Jésuites au Liban

À l’unisson avec les Libanais, la communauté jésuite de Beyrouth a vécu avec beaucoup d’incertitudes la situation de guerre, marquée par d’intenses frappes israéliennes. Alors tout juste arrivé au Liban, le P. François Boëdec sj, ancien Provincial d’EOF et actuel vice-recteur de l’université jésuite Saint-Joseph, nous livre ses premières impressions.

Un membre du JRS Liban interagit avec des enfants

Ces derniers mois, le Liban a connu la guerre, subissant l’affrontement entre Israël et l’Iran, entre deux idéologies nationaliste et religieuse qui s’opposent à mort. Israël a décidé de mettre à genoux le Hezbollah qui menaçait sa frontière et qui avait, selon les plans de l’Iran, pris une place prédominante au Liban, au détriment d’un État le plus souvent absent et défaillant.

Faire face

Si la communauté jésuite de Beyrouth, ainsi que les différents campus de l’université Saint-Joseph de Beyrouth (USJ) dans la capitale, n’ont pas été ciblés par les frappes israéliennes qui visaient les installations du Hezbollah dans les quartiers chiites, elles ne sont parfois pas tombées très loin. Nous entendions les explosions incessantes, à la suite desquelles chacun guettait sur son téléphone les informations sur les dégâts provoqués. Au quotidien, c’était le bruit permanent des drones israéliens qui nous a accompagnés. Comme de méchantes guêpes prêtes à piquer, épiant et observant tout, surveillant nos faits et gestes. Le nombre de morts, lui, n’a cessé d’augmenter, comme celui des réfugiés, venant essentiellement du sud du pays, obligés de partir parfois sans rien. Certains ont trouvé refuge dans leur famille, dans des hôtels, d’autres ont dormi dans leur voiture ou dans des abris précaires sur le bord des routes. Plusieurs centaines de milliers d’habitants ont ainsi été déplacés. On a du mal à imaginer comment ils pourront rentrer chez eux, alors que plusieurs villages à la frontière avec Israël sont partiellement ou complètement détruits. Les ONG font un travail impressionnant. Le Service jésuite des réfugiés (JRS) et d’autres associations (Al Mazeed, CJC…) liées à la Compagnie de Jésus, sont très mobilisés.

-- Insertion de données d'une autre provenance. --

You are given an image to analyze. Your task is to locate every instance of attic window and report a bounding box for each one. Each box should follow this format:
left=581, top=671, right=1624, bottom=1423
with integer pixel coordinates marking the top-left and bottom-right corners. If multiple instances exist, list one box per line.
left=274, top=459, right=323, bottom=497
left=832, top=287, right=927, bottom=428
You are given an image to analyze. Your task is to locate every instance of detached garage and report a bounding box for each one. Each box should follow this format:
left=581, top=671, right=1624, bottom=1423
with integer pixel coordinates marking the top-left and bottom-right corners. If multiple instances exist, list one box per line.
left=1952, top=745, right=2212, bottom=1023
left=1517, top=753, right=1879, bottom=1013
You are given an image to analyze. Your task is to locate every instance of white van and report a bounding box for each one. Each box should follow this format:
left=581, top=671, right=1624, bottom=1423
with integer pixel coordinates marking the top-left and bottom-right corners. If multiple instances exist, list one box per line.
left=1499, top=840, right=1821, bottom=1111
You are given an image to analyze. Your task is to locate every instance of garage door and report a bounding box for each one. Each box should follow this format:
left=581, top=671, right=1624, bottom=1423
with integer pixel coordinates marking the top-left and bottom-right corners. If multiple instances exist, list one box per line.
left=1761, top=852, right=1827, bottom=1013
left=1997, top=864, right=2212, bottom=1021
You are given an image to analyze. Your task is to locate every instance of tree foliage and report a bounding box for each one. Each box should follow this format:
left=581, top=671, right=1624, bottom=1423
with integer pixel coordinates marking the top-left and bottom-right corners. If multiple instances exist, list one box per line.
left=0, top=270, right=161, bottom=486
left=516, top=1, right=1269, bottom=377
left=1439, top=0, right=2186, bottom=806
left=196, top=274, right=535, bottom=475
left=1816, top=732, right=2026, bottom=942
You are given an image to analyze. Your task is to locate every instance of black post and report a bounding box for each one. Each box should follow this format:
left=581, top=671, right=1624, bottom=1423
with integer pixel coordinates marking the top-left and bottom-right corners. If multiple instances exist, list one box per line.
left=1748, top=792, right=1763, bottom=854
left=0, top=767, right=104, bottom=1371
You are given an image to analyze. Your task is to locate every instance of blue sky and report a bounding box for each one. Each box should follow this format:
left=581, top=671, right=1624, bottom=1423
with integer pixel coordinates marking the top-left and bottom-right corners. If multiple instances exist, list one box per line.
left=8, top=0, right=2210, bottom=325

À Bikfaya, centre spirituel jésuite dans la montagne, et dans les locaux près de notre église Saint-Joseph à Beyrouth, des réfugiés sont accueillis avec femmes et enfants.

Quel avenir possible ?

Crise politique, économique, sociale… Il est bien difficile de savoir comment les choses vont évoluer tant il y a de paramètres incertains dans la situation. Dans cette situation anxiogène, les Libanais sont courageux mais aussi inquiets et fatigués. L’affaiblissement du Hezbollah et la chute de la dictature Assad en Syrie rouvrent pourtant l’horizon. Quel avenir possible ? L’élection d’un président de la République au Liban est un petit signe encourageant. Il faut que l’État libanais retrouve toute sa place dans la vie du pays. Les enjeux sont nombreux pour une institution comme l’université jésuite Saint-Joseph (USJ), que j’ai rejointe en septembre dernier comme vice-recteur en charge des ressources humaines, au sein de l’équipe du recteur, le P. Salim Daccache, jésuite libanais. L’université fête ses 150 ans en 2025. Cette belle institution a beaucoup marqué la vie du pays.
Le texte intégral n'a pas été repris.